А я живой, не жалуюсь вроде.

Хоть ты меня утащишь на дно,
Мне все равно».

«Им виднее,
Мне сказали, что ты задушишь,
Тоска ест
Неизжитая».

Он бледнеет:
«Ну что ж, раз ты всех их слушаешь…»
Кладет крест.
И выцветает.

Двери, лавка — все становится видно через него.
Я хватаю его за плечи, в руках нет ничего.

Вроде бы подобный сюжет был в фильме с Николь Кидман «Другие». Но там все чуть проще, там две явных стороны конфликта: призраки и живые взаимно опасаются друг друга. А тут как? Получается, у мавок — своя мифология, и внутри этой мифологии они равным образом боятся и живых, и мертвых? Или еще сложней как-то дело обстоит?
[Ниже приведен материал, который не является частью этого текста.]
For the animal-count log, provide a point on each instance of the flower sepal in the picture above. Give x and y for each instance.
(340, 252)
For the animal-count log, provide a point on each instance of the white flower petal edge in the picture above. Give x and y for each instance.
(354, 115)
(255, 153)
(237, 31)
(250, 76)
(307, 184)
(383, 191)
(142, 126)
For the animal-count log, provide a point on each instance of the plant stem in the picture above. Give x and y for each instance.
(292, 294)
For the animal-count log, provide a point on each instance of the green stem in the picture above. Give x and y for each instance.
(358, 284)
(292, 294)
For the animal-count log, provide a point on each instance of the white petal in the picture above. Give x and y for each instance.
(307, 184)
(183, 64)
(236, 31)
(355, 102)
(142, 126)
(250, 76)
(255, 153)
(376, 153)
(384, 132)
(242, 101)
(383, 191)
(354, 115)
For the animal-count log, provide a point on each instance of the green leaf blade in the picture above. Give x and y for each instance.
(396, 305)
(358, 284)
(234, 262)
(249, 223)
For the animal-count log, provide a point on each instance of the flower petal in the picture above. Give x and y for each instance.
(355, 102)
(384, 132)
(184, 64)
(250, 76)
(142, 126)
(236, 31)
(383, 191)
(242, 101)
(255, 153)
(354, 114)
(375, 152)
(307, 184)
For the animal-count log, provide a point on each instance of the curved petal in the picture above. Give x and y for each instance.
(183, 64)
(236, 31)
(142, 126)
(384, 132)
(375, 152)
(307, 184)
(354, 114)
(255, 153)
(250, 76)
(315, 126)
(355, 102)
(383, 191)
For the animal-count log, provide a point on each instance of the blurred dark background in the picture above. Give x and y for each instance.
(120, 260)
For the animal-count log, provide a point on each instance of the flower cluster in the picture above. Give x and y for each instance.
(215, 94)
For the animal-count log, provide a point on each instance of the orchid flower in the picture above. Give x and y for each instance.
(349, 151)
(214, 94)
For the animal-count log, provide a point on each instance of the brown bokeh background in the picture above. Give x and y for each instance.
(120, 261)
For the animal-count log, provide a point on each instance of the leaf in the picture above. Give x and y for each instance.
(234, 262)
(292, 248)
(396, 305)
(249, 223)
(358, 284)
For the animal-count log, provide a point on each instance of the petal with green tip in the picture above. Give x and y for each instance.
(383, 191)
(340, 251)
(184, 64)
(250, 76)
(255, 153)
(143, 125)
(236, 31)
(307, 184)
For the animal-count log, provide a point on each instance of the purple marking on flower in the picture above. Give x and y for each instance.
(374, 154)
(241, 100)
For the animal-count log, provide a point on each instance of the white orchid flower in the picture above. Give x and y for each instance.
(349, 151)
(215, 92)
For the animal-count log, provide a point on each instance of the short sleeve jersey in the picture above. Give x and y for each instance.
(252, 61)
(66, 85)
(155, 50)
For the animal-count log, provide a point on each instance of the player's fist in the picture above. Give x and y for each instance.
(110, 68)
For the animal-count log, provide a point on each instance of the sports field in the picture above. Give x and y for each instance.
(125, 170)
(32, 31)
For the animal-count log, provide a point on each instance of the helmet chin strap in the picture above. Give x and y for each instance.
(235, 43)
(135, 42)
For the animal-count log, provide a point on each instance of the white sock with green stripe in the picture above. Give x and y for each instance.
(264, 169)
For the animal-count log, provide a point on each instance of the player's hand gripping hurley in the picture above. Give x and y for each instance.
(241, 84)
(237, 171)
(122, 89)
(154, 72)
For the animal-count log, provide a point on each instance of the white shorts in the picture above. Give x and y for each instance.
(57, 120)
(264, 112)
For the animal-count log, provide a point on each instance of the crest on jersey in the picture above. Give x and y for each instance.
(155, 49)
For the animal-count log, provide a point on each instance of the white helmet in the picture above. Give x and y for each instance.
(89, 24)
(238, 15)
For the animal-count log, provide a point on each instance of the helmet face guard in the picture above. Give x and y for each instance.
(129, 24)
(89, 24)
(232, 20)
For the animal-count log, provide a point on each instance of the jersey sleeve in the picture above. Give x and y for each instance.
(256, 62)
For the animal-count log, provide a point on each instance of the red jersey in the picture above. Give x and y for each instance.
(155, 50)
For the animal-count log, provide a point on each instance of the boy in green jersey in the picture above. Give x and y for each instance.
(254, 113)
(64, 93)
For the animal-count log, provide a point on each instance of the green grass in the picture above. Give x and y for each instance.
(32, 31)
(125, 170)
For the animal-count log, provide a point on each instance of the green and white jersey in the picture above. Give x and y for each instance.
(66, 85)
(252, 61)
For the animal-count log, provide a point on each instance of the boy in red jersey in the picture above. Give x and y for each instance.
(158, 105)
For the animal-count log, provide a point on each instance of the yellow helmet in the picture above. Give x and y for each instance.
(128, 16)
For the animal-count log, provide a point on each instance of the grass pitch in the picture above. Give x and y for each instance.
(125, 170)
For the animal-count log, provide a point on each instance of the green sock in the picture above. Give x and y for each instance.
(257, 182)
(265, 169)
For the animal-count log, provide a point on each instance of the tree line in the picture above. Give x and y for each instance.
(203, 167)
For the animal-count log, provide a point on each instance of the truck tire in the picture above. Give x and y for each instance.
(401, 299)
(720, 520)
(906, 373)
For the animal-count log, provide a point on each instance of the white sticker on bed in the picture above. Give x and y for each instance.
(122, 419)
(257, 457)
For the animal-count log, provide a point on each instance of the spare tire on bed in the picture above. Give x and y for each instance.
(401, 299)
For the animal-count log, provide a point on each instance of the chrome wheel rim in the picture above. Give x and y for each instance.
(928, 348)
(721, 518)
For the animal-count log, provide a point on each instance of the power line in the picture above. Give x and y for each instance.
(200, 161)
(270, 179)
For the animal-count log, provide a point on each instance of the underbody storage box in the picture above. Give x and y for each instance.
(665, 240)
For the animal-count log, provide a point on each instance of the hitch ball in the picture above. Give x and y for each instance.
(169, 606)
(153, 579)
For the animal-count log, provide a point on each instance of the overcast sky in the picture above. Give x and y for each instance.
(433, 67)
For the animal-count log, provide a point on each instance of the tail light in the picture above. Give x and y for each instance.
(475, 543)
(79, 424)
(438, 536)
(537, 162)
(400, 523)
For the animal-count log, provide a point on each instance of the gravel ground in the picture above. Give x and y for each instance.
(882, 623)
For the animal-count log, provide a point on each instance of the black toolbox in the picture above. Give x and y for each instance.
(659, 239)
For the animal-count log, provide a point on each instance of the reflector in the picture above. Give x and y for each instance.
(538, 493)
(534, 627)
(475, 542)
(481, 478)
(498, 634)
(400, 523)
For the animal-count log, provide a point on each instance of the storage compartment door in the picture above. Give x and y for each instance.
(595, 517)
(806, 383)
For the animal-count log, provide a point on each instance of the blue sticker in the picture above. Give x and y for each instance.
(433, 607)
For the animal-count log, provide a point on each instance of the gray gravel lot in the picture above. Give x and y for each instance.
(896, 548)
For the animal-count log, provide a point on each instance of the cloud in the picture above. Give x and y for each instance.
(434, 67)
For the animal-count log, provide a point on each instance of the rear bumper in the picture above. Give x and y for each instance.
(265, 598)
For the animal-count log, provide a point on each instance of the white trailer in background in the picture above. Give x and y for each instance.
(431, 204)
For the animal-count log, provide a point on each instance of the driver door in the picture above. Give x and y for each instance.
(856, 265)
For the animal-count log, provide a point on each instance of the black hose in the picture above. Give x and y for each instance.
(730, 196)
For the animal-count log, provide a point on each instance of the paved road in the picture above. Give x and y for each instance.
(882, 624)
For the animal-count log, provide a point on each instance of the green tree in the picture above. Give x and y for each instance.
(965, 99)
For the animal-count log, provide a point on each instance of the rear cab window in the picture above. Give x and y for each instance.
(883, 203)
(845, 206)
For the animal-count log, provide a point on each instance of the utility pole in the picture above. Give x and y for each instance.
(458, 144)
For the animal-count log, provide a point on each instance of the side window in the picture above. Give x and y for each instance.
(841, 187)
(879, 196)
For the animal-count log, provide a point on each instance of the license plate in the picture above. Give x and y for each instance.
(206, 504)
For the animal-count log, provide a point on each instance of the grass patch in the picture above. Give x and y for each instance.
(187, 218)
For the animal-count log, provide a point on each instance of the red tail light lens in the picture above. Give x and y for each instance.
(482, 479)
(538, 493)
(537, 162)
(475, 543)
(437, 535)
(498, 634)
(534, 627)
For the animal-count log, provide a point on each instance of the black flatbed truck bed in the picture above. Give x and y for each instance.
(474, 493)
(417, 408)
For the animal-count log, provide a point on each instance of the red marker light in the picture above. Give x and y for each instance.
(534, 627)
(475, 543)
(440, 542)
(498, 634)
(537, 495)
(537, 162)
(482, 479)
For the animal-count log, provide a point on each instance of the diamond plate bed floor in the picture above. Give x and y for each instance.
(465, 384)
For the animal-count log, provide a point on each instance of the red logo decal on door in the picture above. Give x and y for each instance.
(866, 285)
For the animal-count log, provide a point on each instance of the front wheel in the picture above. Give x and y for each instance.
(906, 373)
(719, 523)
Первая часть книги содержит изрядное число подобных загадок. Но, конечно, возникает довольно скользкий вопрос: а не скрывает ли автор за интересными сюжетами нехватку средств сугубо поэтических? Ответ получаем очень быстро, из второй главы сборника, посвященной надписям на прялках . Естественно, стилизациям под такие надписи.

Честное слово: я б с удовольствием привел все девятнадцать стихотворений этого раздела. Каждое из них содержит отсылку к одному или нескольким явлениям русского поэтического авангарда ХХ века. Причем отсылку безупречную, не только легко угадываемую, не только показывающую, как это сделано, но и часто отвечающую на вопрос «зачем?»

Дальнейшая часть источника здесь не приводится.